Acquired last season from Dallas for Jason Kidd in a trade that already looks so decidedly lopsided, Harris is perhaps the quickest player in the league and the reason why the Nets are 10-8.

On the Nets' 3-1 Western road trip he torched Utah's Deron Williams and Phoenix's Steve Nash for 81 points on consecutive nights and was named the Eastern Conference Player of the Week.

Nets coach Lawrence Frank simply has given Harris the ball and told him to create. So Harris, the former Wisconsin Badger who was the fifth player selected in the 2004 draft, dribbles and scores and when that option is denied, he finds one of four shooters who spread the floor or him.

"It's a lot of one-on-one, if you want to get technical," Harris said. "It takes the thinking out of the game. You just make the reads, whether it's geting to the basket, shooting the pull-up or, if they suck it in, making the pass."
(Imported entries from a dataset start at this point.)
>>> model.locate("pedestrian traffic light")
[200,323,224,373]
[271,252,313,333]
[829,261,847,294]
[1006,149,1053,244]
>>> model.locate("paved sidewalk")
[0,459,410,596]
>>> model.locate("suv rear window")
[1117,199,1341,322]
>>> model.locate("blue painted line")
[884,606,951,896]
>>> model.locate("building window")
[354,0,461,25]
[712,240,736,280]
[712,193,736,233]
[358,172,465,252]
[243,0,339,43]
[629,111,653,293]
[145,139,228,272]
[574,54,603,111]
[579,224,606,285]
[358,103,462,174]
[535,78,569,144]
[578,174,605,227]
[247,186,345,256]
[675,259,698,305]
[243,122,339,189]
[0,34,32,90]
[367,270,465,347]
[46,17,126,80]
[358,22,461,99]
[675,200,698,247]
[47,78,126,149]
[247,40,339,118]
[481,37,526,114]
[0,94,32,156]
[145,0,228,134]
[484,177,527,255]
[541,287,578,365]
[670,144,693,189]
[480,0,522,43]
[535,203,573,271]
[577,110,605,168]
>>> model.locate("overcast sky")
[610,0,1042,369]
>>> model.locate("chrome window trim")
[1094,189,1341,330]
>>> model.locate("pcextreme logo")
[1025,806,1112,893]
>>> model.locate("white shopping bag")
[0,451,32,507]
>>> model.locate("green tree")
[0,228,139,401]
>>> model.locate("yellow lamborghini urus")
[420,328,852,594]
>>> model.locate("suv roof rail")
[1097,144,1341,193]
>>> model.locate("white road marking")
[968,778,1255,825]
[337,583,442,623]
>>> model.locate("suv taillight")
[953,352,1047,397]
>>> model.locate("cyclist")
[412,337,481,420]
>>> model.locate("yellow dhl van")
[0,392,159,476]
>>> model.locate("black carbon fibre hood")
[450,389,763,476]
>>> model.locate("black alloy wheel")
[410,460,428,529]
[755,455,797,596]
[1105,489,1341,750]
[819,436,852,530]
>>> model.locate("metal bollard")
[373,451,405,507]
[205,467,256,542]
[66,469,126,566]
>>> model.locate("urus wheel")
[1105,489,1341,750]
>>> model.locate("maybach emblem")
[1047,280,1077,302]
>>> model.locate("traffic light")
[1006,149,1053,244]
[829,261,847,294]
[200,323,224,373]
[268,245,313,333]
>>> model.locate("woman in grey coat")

Ollie lasted just two minutes before drawing two quick fouls, and Wolves coach Randy Wittman summoned Sebastian Telfair.

"I think he's our better matchup on Harris," Wittman said of Ollie before the game. "Contain, contain, contain is the No. 1 topic. You have to contain or you're hoping and praying they [the Nets' shooters] aren't knocking down threes."

Not Miller time Wolves veteran Mike Miller tested his sprained right ankle in an early workout before Friday's game and was put on the night' s inactive list when he and the team's training staff deemed that ankle too tender on which to play.
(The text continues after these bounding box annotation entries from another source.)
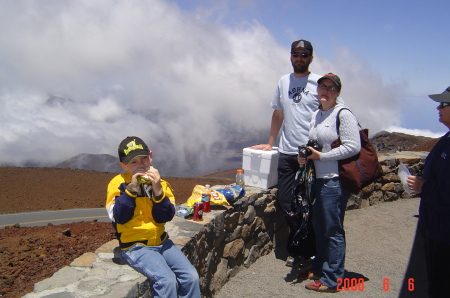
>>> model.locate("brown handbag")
[331,108,383,192]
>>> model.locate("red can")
[194,202,203,220]
[202,193,211,213]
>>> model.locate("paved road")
[0,208,110,229]
[0,198,427,298]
"If it was up to me, I'd be playing tonight," he said. "At the same time, I've got to be smart. We have 82 games. I got to be ready for all those. I only did in two days ago, so I can't expect it to be where I want it to be. Whenever I come back, tonight or tomorrow or Tuesday, it's not going to be 100 percent, either. But they pay us to play basketball."

Etc. • With Miller unavailable, rookie Kevin Love returned to the starting lineup for the first time since a Nov. 15 game against Portland. He had collected double-double games in two of the past three but was nearly invisible in the first half Friday before awakening after intermission to provide an emphatic one-handed slam dunk and his long outlet pass of the season, a 70-foot strike to Ryan Gomes for a layup.

• Friday night's game ended a three-game Eastern trip that Wittman began by flying from Minneapolis to Indiana to watch his son, Ryan, play for Cornell against the Hoosiers, Wittman's alma mater, and ended with him back home today to watch Ryan and Cornell play the Gophers at Williams Arena.